Product Information
Fur fabrics can be made from synthetic fibres such as acrylic, polyester, rayon and modacrylic, as well as natural fibres, such as wool, mohair, cotton, silk and alpaca.
Construction There are several construction types of Fur Fabric. The construction refers to the method of making the fabric. Different constructions have different characteristics; they are as follows: Sliver Knitted: This is the most common and economical method of manufacturing Fur Fabric. There is a slight harshness to the backing, as it is latex coated to bind the pile and stabilise the cloth. The knitted cloth has inherent stretchiness. It is well suited to a broad range of uses. Knitted fabric is generally very stable along the cut edge. Woven: This style of manufacturing is usually reserved for higher-grade fabrics as it is a more complex and time consuming process. As a consequence, woven Fur Fabrics are generally more expensive. Although structurally of greater strength than knitted Fur Fabrics they require more care to work with. This fabric does not stretch and is unstable when cut and needs to be finished by overlocking or bonding on the cut edge. Boa: Some good Fur Fabrics are made with this process as its construction forces the pile to stand more upright. Recommended for experienced users of Fur Fabric as it has a tendency to run if not manufactured correctly. Some Stretchiness. Velboa: A very hardy, economical fabric that is made in a variety of finishes. One of the its best features is that it is very easy to maintain. It is a micro knitted fabric and very stable and usually 100% Polyester. Tufted Pile: A very basic to low quality Fur Fabric used widely as a low cost lining or utility grade. It has a woven base and does not stretch and is not as widely available as it was in the past.

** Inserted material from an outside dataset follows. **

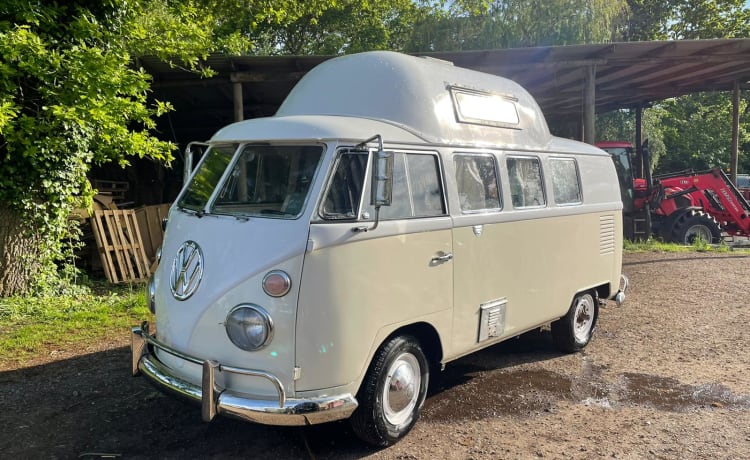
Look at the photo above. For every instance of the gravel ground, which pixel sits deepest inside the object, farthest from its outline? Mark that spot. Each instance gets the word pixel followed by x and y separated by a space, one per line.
pixel 666 377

Characteristics When selecting Fur Fabrics, there are various attributes which have to be taken into account they are:- Pile Height: The height of the pile usually expressed in millimetres or inches. Density: The amount of fibres per square centimetre, this usually means the more dense the pile the heavier the fabric is, and the Fur Fabric is less likely to "show teeth", that is the backing becoming visible when the fabric is rolled or folded. Nap: The direction that the pile runs. This must be taken into account when cutting patterns, to make sure the nap is running in the correct direction in all segments. Some Fur Fabrics do not have a nap, and some fabrics have a distressed or crushed finish, which means there is no set direction for the nap to run. Colour: Colour in Fur Fabrics is a little more complex than in fabrics without a pile as there are several factors that affect the tonings. First, there is the type of fibre used; such as dull or bright, second, whether the fabric is polished or unpolished, third, there can be a mixture of different coloured fibres, fourth, the colour can be affected by the angle or colour of the light as it strikes the surface (refraction) of the Fur Fabric. The colour of Fur Fabric on a roll always looks different to the final made up article. Width: The most common width for Fur Fabrics is around the 140 - 160 cms range although in some special cases this can vary. Jacquard: A Fur Fabric with an inherant design which is included at the knitting phase of manufacture. Discharge Print: A design is applied after the fabric has been manufactured. Tipped: A plain Fur fabric is tipped with a dye to give it more interest and simulate certain types of Real Fur. Blended Fibre: Different coloured fibres a blended to give a natural look to the Fur Fabric.